Sunday, April 17, 2011

Catching chickens

Catching chickens is not fun. I am new to chicken-keeping this spring, and I want to make sure my nine hens have a clean, fresh area to graze. Today I moved the elecronet fencing and their chicken tractor, a portable bottomless pen, from the area above the garden, in the apple orchard, to an area of fresh grass below the garden. During this process, the chickens all left the pen and headed for the compost pile.

Not in possession of much intelligence, the chickens couldn't seem to find their home. My 5-year-old daughter, Ella, and I tried to catch the chickens, a sight which was humorous for any observers and helped me work off the calories from the Caesar salad I had for lunch with the physical exertion required. Chickens are fast, and they are agile. I am not.

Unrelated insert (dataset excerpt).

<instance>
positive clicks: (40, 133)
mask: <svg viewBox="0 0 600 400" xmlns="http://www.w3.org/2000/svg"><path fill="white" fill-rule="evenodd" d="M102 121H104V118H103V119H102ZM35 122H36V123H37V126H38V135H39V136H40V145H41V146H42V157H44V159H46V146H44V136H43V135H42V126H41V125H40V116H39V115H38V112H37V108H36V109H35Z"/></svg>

Eventually, we did catch them all, installed them in their relocated home, and gave them some corn as a peace offering for the experience. When I last saw them they were busy looking for seeds and bugs in the grass, and I hope they have forgotten the trauma of the move. Next time I will move them while they are still contained in the chicken tractor after they have gone to bed or before I let them out in the morning.

Installing drip irrigation is fun and easy

My husband has been holding out on me. Through experience at jobs, and by reading the packages while working at a hardware store in high school and in college, he can complete many household improvement tasks, although he tries to keep his knowledge hidden from me as much as possible so his “honey-do” list does not lengthen. Although he’s watched me drag hoses to water my plants and saw my soaker hoses break from dry-rot, he never told me that while he worked on John’s Island, SC, at a palm tree farm for a month or so after college, he installed drip irrigation around 150 palm trees in the midst of a Lowcountry summer.

I have read about drip irrigation, and although it sounded like an efficient way to water plants, I thought the installation process was nearly as complicated as that of the one installed by professionals that waters my lawn. I decided to try it, though, because I hate dragging hoses. I began with a starter kit. My husband, while helping me, revealed his seemingly miraculous skill in drip irrigation installation and had to confess the origin of the skill. After he helped me install the first few emitters, I completed the rest of the system.

I like drip irrigation because it provides slow drips of water to plants, at a rate of ½ gallon to 3 gallons per hour, and the water does not run off or evaporate like water from sprinklers. It’s inexpensive, although it does cost more than buying a soaker hose to move around; to water a small garden you could probably get all the supplies you need for under $50, and you can reuse them next year. Calculate in the cost of all the water you won’t waste with other systems, the weeds you won’t encourage by watering them while you water your plants, and avoiding the aggravation of dragging hoses all summer, and it’s a bargain.

Attach the main hose to a pressure regulator, which is attached to a garden hose or the house faucet. Off this main hose, install branches with emitters that drip onto each plant. For a row of beans, for example, use a hose with perforations to drip water onto the plants. For shrubs, put individual emitters in the hose for each plant. Attach the hose to the ground with landscape stakes and cover everything with mulch. Drain the system before winter comes, and leave it in place year-round.

I recommend buying a starter kit, which provides diagrams and instructions. Also, look at www.irrigationtutorials.com and www.dripirrigation.com. The public library and bookstores also have books. Once I understood the basic idea behind the system and could identify the parts, I installed our system easily, and it’s fun, kind of like playing with Tinkertoys.